Motetten 1
De motetten van Bach. Prachtige, maar zeker ook complexe muziek waar het om de uitvoering gaat. Een solostem bloeit op, en voegt zich daarna weer in het dubbelkwartet; dubbelkorig in stereo opstelling, gebruikmakend van de ruimte.
Een belevenis.
Werken
Komm, Jesu, komm BWV 229 (1730) | Johann Sebastian Bach |
Ach, wat is de liefde mooi Wereldpremière | Viktor Khioulaphides |
Jesu, meine Freude BWV 227 (1723) | Johann Sebastian Bach |
Hooglied van Salomo Wereldpremière | Viktor Khioulaphides |
Lobet den Hern, alle Heiden BWV 230 | Johann Sebastian Bach |
Concertinformatie
De Cantor
We kennen Bach vooral vanuit zijn rol als cantor van de Thomaskirche in Leipzig. 27 jaar lang componeerde Bach kerkmuziek voor zon- en feestdagen voor maar liefst drie kerken in Leipzig. Daarbovenop kwamen dan nog de composities voor bijzondere gelegenheden. Vier van zijn zes motetten zijn voor begrafenissen gecomponeerd. Zo ook BWV 229 Komm, Jesu, komm. Dit motet opent krachtig met een herhaald ‘Komm’ waarin de gasten welkom worden geheten. Direct neemt Bach ons mee om uiteindelijk berusting te vinden. BWV 227 Jesu, meine Freude is het oudste, langste, meest complexe, maar ook het meest bekende motet van Bach, en vormt het hart van dit programma.

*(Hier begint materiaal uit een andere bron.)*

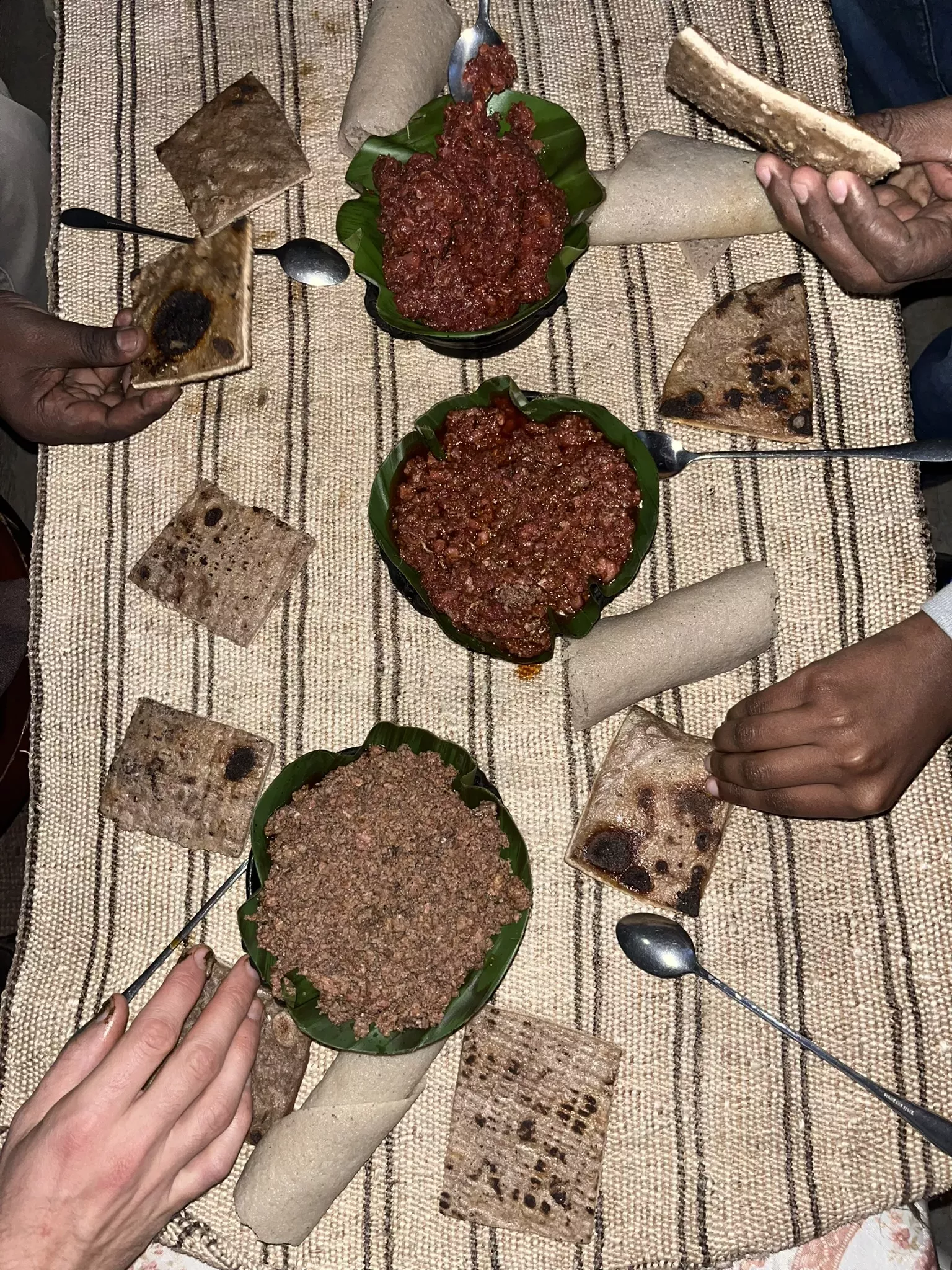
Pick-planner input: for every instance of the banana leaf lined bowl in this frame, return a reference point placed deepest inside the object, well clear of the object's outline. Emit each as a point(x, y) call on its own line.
point(563, 158)
point(300, 995)
point(426, 436)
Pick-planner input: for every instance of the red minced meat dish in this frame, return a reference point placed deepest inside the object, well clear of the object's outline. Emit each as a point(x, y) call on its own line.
point(385, 889)
point(516, 521)
point(470, 233)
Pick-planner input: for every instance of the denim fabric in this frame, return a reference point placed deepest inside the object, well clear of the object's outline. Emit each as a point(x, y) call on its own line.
point(897, 51)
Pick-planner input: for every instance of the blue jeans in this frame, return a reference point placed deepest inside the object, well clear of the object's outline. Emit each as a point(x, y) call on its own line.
point(899, 52)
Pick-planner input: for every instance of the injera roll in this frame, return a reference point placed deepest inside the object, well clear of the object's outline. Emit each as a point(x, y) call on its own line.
point(723, 1141)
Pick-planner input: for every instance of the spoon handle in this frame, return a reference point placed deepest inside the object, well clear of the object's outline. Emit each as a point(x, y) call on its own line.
point(909, 453)
point(932, 1127)
point(87, 219)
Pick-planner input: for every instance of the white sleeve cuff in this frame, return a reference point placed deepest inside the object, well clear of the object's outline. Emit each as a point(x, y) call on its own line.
point(940, 609)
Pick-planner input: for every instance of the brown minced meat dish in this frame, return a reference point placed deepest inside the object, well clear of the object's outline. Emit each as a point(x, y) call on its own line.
point(516, 521)
point(470, 233)
point(385, 890)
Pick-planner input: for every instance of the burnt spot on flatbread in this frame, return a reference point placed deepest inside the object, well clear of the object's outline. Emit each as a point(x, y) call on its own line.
point(689, 901)
point(242, 763)
point(180, 322)
point(537, 1175)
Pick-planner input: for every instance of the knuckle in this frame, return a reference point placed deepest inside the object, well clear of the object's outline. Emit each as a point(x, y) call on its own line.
point(202, 1062)
point(159, 1034)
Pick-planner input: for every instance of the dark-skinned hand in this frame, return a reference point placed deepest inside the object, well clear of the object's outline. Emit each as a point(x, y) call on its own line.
point(844, 737)
point(61, 383)
point(878, 239)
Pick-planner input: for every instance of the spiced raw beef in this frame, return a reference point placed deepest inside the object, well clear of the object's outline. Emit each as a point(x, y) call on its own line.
point(516, 521)
point(470, 233)
point(385, 889)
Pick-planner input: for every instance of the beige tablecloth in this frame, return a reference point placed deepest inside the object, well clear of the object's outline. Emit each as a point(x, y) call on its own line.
point(723, 1141)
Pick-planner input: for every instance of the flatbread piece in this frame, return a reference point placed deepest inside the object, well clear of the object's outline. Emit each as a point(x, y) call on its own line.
point(234, 154)
point(746, 365)
point(223, 564)
point(187, 779)
point(282, 1054)
point(528, 1127)
point(195, 303)
point(650, 827)
point(772, 117)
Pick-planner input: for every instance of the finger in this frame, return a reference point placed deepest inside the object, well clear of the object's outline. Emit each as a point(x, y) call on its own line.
point(753, 733)
point(787, 695)
point(827, 236)
point(774, 769)
point(917, 133)
point(804, 802)
point(82, 1054)
point(58, 345)
point(215, 1108)
point(775, 177)
point(93, 420)
point(201, 1059)
point(214, 1165)
point(151, 1037)
point(899, 251)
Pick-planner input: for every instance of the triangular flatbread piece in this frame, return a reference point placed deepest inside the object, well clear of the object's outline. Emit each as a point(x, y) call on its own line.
point(774, 118)
point(650, 827)
point(746, 365)
point(236, 153)
point(195, 304)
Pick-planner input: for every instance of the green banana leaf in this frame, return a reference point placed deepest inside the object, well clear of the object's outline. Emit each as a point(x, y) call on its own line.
point(426, 436)
point(300, 995)
point(563, 156)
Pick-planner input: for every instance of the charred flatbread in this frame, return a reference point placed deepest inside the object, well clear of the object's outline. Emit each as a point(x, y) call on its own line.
point(282, 1054)
point(528, 1126)
point(650, 827)
point(746, 365)
point(195, 304)
point(223, 564)
point(772, 117)
point(236, 153)
point(187, 779)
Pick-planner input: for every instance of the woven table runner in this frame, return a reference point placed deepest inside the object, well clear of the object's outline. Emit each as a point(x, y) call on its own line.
point(723, 1140)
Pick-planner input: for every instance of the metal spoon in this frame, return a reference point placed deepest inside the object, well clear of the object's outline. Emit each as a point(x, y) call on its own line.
point(307, 260)
point(671, 458)
point(466, 47)
point(663, 948)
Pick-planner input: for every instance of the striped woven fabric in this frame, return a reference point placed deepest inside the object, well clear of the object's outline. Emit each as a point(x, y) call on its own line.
point(723, 1141)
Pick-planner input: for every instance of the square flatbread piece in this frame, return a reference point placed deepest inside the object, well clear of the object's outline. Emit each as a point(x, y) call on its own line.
point(187, 779)
point(774, 118)
point(650, 827)
point(236, 153)
point(746, 365)
point(528, 1126)
point(282, 1053)
point(195, 303)
point(223, 564)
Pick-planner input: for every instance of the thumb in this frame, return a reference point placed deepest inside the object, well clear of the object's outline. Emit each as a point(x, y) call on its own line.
point(79, 1057)
point(920, 134)
point(66, 345)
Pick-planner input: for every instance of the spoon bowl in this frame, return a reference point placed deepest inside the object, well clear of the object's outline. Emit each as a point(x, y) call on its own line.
point(656, 945)
point(466, 47)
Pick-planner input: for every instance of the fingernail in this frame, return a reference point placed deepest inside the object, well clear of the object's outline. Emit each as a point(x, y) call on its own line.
point(127, 338)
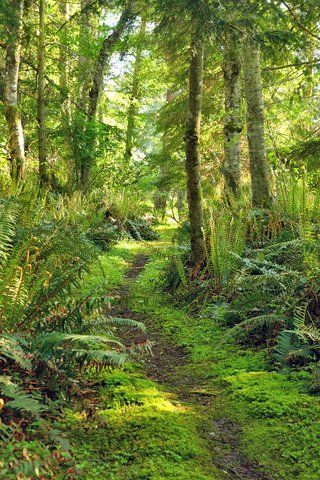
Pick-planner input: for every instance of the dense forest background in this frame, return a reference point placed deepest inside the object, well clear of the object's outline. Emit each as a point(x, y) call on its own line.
point(192, 124)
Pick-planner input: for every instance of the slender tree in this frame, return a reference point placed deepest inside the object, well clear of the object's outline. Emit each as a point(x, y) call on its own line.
point(10, 91)
point(103, 59)
point(135, 93)
point(233, 117)
point(64, 88)
point(192, 137)
point(42, 141)
point(259, 171)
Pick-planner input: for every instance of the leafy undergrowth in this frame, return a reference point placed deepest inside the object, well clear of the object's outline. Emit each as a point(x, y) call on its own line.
point(120, 426)
point(137, 432)
point(277, 415)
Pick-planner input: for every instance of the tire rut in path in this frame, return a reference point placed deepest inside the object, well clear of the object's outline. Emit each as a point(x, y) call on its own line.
point(220, 434)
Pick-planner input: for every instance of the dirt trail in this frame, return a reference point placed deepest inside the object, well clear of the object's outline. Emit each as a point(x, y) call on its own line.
point(220, 434)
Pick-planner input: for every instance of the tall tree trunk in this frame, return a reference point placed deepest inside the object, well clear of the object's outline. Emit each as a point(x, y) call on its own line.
point(103, 59)
point(192, 137)
point(85, 41)
point(10, 92)
point(259, 171)
point(135, 94)
point(63, 82)
point(233, 117)
point(42, 143)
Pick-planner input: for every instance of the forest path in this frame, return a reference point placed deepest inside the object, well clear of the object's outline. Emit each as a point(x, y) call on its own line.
point(165, 367)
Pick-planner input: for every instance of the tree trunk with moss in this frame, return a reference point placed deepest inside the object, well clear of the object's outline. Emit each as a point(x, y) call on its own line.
point(259, 171)
point(10, 92)
point(135, 95)
point(41, 107)
point(192, 138)
point(233, 117)
point(95, 90)
point(64, 89)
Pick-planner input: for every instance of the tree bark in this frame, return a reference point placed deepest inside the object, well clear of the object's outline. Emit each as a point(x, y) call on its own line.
point(63, 83)
point(42, 141)
point(10, 92)
point(192, 137)
point(135, 94)
point(259, 171)
point(233, 117)
point(104, 57)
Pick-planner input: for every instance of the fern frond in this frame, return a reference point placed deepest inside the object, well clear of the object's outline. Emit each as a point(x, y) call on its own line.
point(11, 347)
point(20, 400)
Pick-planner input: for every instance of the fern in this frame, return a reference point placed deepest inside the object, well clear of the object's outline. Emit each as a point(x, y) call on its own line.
point(20, 400)
point(289, 349)
point(11, 347)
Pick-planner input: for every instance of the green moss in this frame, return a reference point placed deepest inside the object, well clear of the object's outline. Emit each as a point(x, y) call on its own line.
point(278, 417)
point(138, 432)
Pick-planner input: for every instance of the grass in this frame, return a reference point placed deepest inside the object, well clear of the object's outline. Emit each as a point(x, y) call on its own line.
point(277, 415)
point(138, 430)
point(130, 428)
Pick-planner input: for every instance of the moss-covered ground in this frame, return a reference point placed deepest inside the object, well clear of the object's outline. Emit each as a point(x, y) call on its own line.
point(127, 427)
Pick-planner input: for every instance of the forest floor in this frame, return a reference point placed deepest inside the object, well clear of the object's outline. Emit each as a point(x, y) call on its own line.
point(198, 408)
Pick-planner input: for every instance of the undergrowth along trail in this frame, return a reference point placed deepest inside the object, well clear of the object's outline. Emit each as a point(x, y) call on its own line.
point(200, 408)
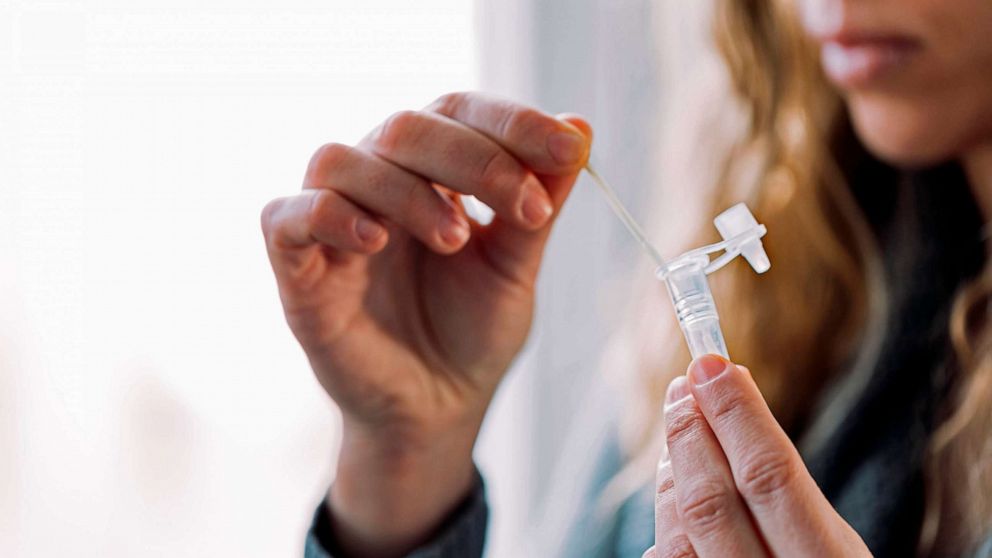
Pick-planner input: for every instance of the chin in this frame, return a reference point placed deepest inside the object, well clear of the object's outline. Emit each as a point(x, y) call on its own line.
point(904, 134)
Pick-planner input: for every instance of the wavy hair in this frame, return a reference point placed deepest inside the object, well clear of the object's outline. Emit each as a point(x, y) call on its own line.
point(789, 158)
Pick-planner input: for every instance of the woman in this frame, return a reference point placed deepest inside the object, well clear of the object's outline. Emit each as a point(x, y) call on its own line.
point(867, 136)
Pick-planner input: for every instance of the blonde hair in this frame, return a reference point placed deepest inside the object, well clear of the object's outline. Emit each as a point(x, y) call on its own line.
point(783, 161)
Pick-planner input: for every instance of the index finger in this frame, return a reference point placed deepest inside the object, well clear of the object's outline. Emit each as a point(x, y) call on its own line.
point(545, 144)
point(792, 513)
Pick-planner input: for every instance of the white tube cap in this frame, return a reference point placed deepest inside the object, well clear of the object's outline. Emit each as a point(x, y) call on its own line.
point(736, 221)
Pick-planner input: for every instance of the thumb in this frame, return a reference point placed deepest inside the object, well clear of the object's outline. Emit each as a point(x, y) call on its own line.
point(517, 252)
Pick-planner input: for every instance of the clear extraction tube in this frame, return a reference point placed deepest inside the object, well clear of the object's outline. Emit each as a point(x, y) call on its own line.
point(694, 305)
point(685, 276)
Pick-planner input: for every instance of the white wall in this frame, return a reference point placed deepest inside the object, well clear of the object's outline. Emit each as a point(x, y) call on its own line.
point(152, 400)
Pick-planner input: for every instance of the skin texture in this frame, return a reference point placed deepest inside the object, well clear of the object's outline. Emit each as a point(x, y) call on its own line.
point(933, 107)
point(732, 483)
point(410, 314)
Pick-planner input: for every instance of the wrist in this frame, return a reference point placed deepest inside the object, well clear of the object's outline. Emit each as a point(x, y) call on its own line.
point(394, 488)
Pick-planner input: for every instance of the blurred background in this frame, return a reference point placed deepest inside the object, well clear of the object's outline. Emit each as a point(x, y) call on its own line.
point(152, 398)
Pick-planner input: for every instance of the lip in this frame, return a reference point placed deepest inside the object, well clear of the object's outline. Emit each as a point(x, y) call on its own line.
point(856, 60)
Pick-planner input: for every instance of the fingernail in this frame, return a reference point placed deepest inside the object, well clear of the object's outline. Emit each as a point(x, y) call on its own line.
point(677, 390)
point(454, 229)
point(706, 368)
point(536, 208)
point(566, 147)
point(367, 229)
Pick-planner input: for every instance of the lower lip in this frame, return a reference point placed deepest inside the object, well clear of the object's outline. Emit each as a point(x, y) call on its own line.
point(862, 64)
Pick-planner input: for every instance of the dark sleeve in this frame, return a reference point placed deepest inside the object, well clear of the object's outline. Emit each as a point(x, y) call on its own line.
point(463, 534)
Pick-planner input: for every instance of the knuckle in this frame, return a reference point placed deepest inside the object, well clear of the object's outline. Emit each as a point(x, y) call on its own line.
point(396, 129)
point(327, 157)
point(726, 406)
point(704, 506)
point(331, 155)
point(268, 215)
point(682, 422)
point(321, 210)
point(520, 122)
point(765, 476)
point(666, 484)
point(678, 547)
point(491, 169)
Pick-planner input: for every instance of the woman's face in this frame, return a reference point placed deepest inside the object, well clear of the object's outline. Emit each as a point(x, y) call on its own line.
point(916, 74)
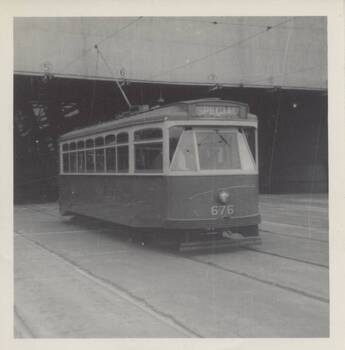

Het zou gecomponeerd kunnen zijn voor de begrafenis van Johanna Maria Keess, de weduwe van de Leipziger Ober- Postmeister, op 18 juli 1723. In haar testament vinden we het verzoek om het koraal Jesu, meine Freude te laten zingen. Nooit had ze kunnen vermoeden dat Bach voor deze gelegenheid één van zijn meest monumentale koorwerken zou componeren, op basis van dit destijds al bekende koraal. Bach was pas net aangetreden in Leipzig, en het uitvoeren van dit complexe werk, symmetrisch in elf delen door hem opgezet, was één van de eerste wapenfeiten van de 38-jarige componist.
Delen
Centraal in de compositie vinden we de fuga: Ihr aber seid nicht fleischlich, sondern geistlich. Voor en na de fuga klinken telkens vijf delen, waarvan telkens het eerste, derde en vijfde gebaseerd zijn op het bekende koraal van Johann Crüger; Jesu, meine Freude. In dit motet zijn tal van voorbeelden van tekstuitbeelding te vinden, een kunst waarin Bach zich op eenzame hoogte bevond, en nog steeds bevindt. Een bijzonder voorbeeld is het woord ‘nichts’, dat Bach uitbeeldt door twee tellen rust na het woord, waarna het opnieuw zacht wordt herhaald, wederom gevolgd door twee tellen rust. De afgrond is hoorbaar in de vele grote dalende intervallen waarna het leven wordt geïllustreerd met veel energieke versieringen. Het derde motet wat zijn weg naar dit programma heeft gevonden is BWV 230 Lobet den Herrn, alle Heiden. Het wijkt qua stijl en opzet af van de vijf andere, ook al doet het qua kwaliteit niet voor ze onder. Wel is de toeschrijving aan Bach hierdoor minder zeker, al wordt die breed aangenomen.
Khioulaphides
De drie motetten worden afgewisseld met werk van de Amerikaanse componist Viktor Khioulaphides. Hij componeert speciaal voor de geboorte van Het Nederlands Bach Consort een tweeluik dat perfect rondom ‘Jesu meine Freude’ zal passen. Viktor Kioulaphides is in 1961 in Athene geboren, en in 1979 naar Amerika geëmigreerd om daar compositie en contrabas te studeren aan de befaamde Juliard School én Manhattan School of Music. Hij is een veelzijdig musicus die werkzaam is als contrabassist, componist en conservatoriumdocent. Als componist begon hij met het schrijven van opera’s, muziek voor strijk- en blaasinstrumenten en enkele composities voor gitaar. Later kreeg ook de vocale muziek zijn interesse. Hij componeerde al eerder speciaal voor countertenor Sytse Buwalda en doet dit nu, op diens verzoek, graag weer. Viktor Kioulaphides won al meer dan 20 keer de Ascap-award voor de internationaal meest uitgevoerde moderne Amerikaanse componist. Daarnaast ontving hij de Pablo Casals Award en de Harold Bauer Award.